In reality, the best way to retain workers and keep office morale might be to offer employees more choice. Most workers -- a full 90% -- said more flexible work arrangements and schedules will increase morale, according to the 2019 Staples Workplace Survey.
What do workers want?
Workers want choice, and they're not in favor of offices that take a one-size-fits-all approach. Specifically, 52% said "an open office layout creates distractions," while 40% said their office is "too open."
Employees aren't necessarily asking for a return to closed offices. Instead, they want more choice -- private rooms for calls and meetings, as well as the ability to work from home when possible.

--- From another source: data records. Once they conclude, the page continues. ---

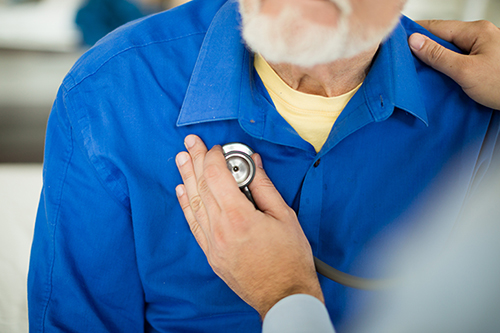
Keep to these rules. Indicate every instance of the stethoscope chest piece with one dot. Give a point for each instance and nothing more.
(240, 163)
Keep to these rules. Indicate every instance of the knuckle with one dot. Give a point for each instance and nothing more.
(211, 171)
(197, 154)
(485, 26)
(435, 53)
(203, 188)
(196, 203)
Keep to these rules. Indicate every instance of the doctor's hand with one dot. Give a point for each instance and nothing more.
(263, 255)
(477, 72)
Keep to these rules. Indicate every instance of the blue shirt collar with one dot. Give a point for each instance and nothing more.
(224, 64)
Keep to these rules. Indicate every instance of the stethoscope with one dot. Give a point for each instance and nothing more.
(240, 163)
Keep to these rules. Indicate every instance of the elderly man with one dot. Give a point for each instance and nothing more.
(350, 126)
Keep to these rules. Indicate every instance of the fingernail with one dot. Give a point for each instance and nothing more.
(189, 141)
(182, 158)
(258, 161)
(179, 190)
(417, 41)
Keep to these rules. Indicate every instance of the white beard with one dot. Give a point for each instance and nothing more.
(290, 38)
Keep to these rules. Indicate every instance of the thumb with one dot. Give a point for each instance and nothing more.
(437, 56)
(264, 193)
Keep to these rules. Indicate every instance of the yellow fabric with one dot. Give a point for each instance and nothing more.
(312, 116)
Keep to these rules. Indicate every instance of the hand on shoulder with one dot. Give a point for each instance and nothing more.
(478, 70)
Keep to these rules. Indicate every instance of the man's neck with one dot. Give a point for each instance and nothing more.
(329, 80)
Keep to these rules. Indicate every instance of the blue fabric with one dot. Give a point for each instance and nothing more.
(112, 251)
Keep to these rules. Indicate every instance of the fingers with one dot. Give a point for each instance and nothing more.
(194, 197)
(463, 34)
(438, 57)
(195, 227)
(265, 194)
(460, 33)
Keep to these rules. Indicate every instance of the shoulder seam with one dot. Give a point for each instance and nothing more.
(76, 83)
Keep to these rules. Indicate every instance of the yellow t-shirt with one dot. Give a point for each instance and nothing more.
(312, 116)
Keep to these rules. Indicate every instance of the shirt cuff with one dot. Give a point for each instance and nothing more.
(298, 313)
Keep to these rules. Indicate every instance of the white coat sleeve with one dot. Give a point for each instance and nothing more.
(298, 313)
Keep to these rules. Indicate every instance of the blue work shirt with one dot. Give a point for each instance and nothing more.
(112, 250)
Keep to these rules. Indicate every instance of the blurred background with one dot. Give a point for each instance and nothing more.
(39, 42)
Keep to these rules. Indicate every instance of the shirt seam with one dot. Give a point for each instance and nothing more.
(76, 83)
(56, 222)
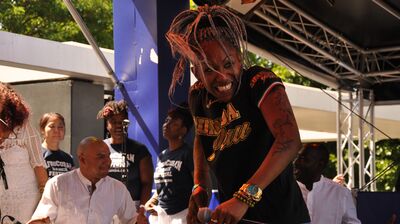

In fact, 64% of workers said they work from home at least some of the time, but only 34% of employers have a formal or informal policy regulating that work.
That's a situation that could lead to worker discontent if a company tries to tighten up its policy. Two-thirds of survey respondents (67%) said they "would consider leaving their job if their work arrangements became less flexible."
Addressing workplace flexibility requires a company to engage in a dialogue with its employees. It also means thinking about the relationship between work and worker in a different way.
"The concept of work-life balance has given way to the simpler concept of 'work life' -- one's life at work," said Staples Brand Group Vice President Chris DeMeo in a press release. "Employees no longer embrace the traditional 9-to-5 and instead seek an environment that accommodates the fact that their needs may change day to day."
What can your company do?
Offering flexibility is harder than having a single policy that applies in all situations. You need to craft rules that work for the entire workforce without favoring one person or group over another. That requires a thoughtful discussion -- maybe a lot of them -- and a willingness to constantly re-evaluate.
"The smartest employers are acknowledging this reality and offering their workers more autonomy when it comes to where, when, and how they work," DeMeo said. "It may be a leap of faith for offices used to the old ways of doing things, but it's one that could yield dividends in terms of recruitment, retention, and productivity."
There's no single answer here that applies to every company. Instead, employers need to embrace that what seems right for them may not be what's best for their employees. Finding solutions requires a willingness to give employees a voice and to change policies that may have been in place for a very long time.